Discourse and the Fediverse!

Two years ago, we started working on a plugin that brings Discourse and the Fediverse closer together. Discourse communities are online spaces that facilitate open collaboration and communication. The Fediverse offers ways to expand the reach of Discourse communities and help them build bridges with people active in other spaces, all while keeping the conversation civil, meaningful and focused. This post will describe how the ActivityPub plugin works and how you can enable your Discourse community to connect with other communities or Fediverse users.
What is the Fediverse?
The Fediverse is a decentralized social media network. Fediverse users typically join any one of many available servers on a given network and that server shares activities (posts, likes, replies, follows, mentions) with other servers. There are many different types of server networks in the Fediverse: Mastodon, Lemmy, Pixelfed, Pleroma, to name a few. Other web applications have also recently embraced the Fediverse: blogging platforms like Wordpress or Ghost, social news platforms like Flipboard and, of course, community forum software like Discourse.
At Discourse, we share the Fediverse’s focus on openness, decentralization and user data ownership. That is why we have invested in establishing interoperability via ActivityPub, we see it as a natural extension of our values and an important step towards a more connected, open web.
Discourse's approach to ActivityPub
There are some clear parallels between social media and forum software. Both deal with social interactions between people in an online setting. However, they differ in a few key ways. On social media, users follow other users and consume content by scrolling a main, central feed or timeline. Posts on forum software, on the other hand, are typically organized around topics, which are further organized by taxonomies such as categories and tags. A user in a community devoted to a programming language, for example, can see a list of the latest topics on the homepage and also filter topics to narrower subjects (specific implementations, help, feedback) using categories or tags.
The Discourse ActivityPub plugin bridges these differences in two ways. First, it turns Discourse categories and tags into “actors” that Fediverse users can follow. This opens up access to these categories and tags for users of social media: they can see content from the community directly in their feed. At the same time, it enables Discourse users to see the same content in the community's own structure based on categories and tags.

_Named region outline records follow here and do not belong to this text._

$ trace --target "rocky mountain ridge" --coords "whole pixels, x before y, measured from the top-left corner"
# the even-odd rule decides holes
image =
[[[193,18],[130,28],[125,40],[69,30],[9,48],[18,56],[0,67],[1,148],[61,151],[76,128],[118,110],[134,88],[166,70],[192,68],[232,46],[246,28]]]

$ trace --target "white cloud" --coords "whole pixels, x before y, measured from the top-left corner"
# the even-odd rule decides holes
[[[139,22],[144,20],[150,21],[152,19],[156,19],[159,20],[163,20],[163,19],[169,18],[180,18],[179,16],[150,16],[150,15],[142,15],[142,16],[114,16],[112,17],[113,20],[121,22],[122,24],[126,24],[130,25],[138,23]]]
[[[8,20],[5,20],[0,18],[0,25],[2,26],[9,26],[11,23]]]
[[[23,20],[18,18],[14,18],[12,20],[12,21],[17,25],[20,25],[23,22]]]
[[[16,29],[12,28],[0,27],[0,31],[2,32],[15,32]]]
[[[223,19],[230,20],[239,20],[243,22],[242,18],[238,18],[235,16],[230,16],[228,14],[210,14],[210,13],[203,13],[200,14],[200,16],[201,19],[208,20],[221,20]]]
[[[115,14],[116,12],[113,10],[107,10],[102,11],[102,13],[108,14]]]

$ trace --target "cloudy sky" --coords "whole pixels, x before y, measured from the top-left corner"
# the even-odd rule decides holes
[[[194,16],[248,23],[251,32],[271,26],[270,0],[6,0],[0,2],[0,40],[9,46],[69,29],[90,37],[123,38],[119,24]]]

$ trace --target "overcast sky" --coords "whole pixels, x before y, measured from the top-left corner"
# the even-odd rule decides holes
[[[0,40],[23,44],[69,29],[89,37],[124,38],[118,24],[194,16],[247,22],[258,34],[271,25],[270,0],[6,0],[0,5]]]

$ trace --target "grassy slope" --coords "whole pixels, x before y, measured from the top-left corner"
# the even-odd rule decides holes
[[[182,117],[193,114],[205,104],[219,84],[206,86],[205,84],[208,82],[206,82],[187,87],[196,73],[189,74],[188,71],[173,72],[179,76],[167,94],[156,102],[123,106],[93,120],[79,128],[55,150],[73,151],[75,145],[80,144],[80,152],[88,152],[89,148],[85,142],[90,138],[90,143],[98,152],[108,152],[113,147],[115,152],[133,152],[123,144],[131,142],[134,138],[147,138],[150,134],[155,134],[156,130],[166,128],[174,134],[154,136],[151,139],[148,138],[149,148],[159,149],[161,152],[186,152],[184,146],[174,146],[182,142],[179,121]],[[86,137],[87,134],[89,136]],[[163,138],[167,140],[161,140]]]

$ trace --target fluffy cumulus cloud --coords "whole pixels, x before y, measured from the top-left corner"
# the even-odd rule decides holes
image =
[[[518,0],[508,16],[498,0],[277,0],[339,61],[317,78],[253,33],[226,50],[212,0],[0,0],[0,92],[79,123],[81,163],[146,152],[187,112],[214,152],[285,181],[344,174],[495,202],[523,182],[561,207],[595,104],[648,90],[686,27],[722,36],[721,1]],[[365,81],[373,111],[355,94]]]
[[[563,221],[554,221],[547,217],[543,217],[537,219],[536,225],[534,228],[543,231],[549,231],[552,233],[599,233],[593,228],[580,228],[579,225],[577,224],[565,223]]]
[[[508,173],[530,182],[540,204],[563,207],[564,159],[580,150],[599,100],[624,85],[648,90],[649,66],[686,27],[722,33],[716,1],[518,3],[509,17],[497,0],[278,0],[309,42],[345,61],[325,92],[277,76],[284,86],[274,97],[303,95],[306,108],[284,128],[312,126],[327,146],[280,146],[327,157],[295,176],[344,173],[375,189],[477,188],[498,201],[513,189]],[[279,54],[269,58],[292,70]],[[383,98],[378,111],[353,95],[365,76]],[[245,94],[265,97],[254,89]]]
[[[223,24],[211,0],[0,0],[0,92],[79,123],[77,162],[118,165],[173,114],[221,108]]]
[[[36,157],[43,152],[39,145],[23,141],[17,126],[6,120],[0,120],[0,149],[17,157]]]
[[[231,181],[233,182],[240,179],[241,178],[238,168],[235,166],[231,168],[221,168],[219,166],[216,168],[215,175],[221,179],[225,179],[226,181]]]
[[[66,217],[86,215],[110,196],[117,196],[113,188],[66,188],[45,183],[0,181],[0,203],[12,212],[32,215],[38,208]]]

Second, the Discourse ActivityPub plugin allows administrators to either federate all of the posts in each topic (“Full Topic” federation) or just the first post (“First Post” federation). On social media, the “original post” often has a primacy and importance that the replies do not. In forum software, by contrast, the original post in a topic is often just the start of a discussion, and may not necessarily be more important than the replies. Our plugin enables both modes of engagement, allowing administrators to choose for some categories or tags to just share the first post of a topic with their followers in Fediverse, and other categories or tags to share all of the posts in a topic.
A practical example
The ActivityPub plugin is installed and enabled on our main support community at meta.discourse.org, and it is configured to publish several categories and tags. The ai tag, for example, has Full Topic federation enabled. Posts and replies made on meta can be seen by users in other ActivityPub applications simply by following “@discourse-ai@meta.discourse.org”. I follow this handle on Mastodon, this way I can see all of the AI tagged discussions from Meta in my main feed there, automatically.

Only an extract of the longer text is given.